Der Bürgermeister hat dort mit seinem Amtskollegen Vlastimil Gabrhl über Europa gesprochen. „Er sieht das Thema der Vertreibungen aus tschechischer Perspektive“, räumt Schreiber ein. Die Atmosphäre war angespannt – doch als die Weiler klargestellt haben, dass sie keine alten Gebietsansprüche geltend machen wollten, entspannte sich das Klima. Gemeinsam sprach man über Europa, klagte über die Brüsseler Bürokratie – und hatte so ein verbindendes Thema gefunden. „Der Kollege hat für die Altstadtsanierung auch EU-Gelder bekommen“, schmunzelt Schreiber.

Das eigentliche Ziel der Reise waren aber Tasswitz mit seinen 1400 Einwohnern und die umgebenden Orte. Mit dem Amtskollegen Josef Sabacek gab es einen herzlichen Austausch. „Sie verstehen, was wir wollen“, erzählt der Weiler Schultes, „weil sie die Vergangenheit ihrer Stadt gut kennen.“ Besonders bewegend war dann der Besuch der alten Heimat. Josef Seethaler hat im Dorf Moskowitz sogar sein Jugendhaus besucht, das zum Glück gut in Schuss war und nicht zerfallen wie andere. „Das hier war unser Haus“, sagte er zu seinen Mitreisenden. Inzwischen wohnen dort andere Menschen und haben ihre Heimat gefunden. Doch Seethaler waren viele Straßenzüge und Plätze aus der Jugend vertraut. Viele der einst herrlichen Landwirtschafts-Anwesen liegen allerdings brach, 40 Jahre Sozialismus haben ihre Spuren hinterlassen. „Eigentlich war es ein fruchtbares Land“, sagte Seethaler mit etwas Wehmut, sogar Weinbau hat eine Tradition.

Die Vergangenheit wollen auch die Vertriebenen ruhen lassen, Revanchegelüste sind ihnen fremd.

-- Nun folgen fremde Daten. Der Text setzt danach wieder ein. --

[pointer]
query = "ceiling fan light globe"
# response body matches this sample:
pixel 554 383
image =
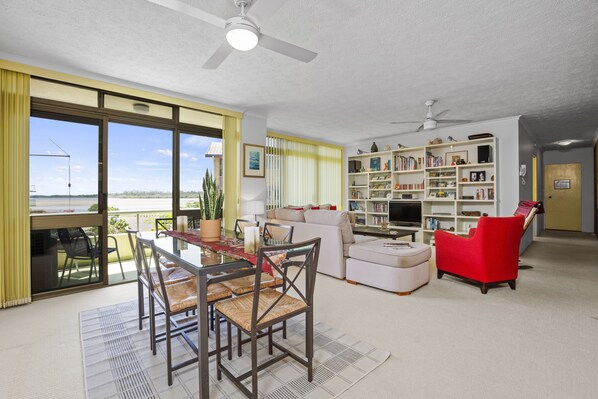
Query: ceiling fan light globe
pixel 241 34
pixel 430 124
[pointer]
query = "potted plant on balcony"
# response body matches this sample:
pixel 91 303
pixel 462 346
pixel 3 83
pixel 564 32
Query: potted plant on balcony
pixel 210 203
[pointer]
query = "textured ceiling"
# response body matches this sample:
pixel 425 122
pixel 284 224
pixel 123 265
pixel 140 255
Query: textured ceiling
pixel 378 61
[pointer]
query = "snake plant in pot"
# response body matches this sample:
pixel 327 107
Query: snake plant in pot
pixel 210 203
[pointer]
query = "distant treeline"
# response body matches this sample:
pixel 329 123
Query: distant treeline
pixel 127 194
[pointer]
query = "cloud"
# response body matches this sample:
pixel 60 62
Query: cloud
pixel 200 141
pixel 149 163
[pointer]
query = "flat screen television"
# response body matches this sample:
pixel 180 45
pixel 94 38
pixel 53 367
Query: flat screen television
pixel 405 213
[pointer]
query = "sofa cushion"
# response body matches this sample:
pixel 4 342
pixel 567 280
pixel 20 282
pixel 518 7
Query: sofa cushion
pixel 333 218
pixel 376 252
pixel 292 215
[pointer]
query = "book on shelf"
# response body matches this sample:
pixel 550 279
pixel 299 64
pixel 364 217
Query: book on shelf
pixel 375 164
pixel 432 161
pixel 407 163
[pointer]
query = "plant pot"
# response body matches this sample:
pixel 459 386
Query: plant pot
pixel 209 230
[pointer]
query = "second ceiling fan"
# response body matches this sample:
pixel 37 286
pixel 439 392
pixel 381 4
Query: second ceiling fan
pixel 242 33
pixel 432 120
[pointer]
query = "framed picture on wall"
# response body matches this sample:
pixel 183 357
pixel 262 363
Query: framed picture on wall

Aber die Erinnerung wach halten an die alte Heimat, das ist ihnen wichtig. Und so sind Gesten wie die der benachbarten Stadt Brünn wichtig – der dortige Stadtrat hat sich für den sogenannten „Blutmarsch von Brünn“ entschuldigt – bei der Vertreibung sind viele deutschstämmige Südmährer gestorben. „Das ist eine Geste, die sehr gut ankommt“, freut sich auch der Bürgermeister. So geht von der Reise ein versöhnliches Signal aus.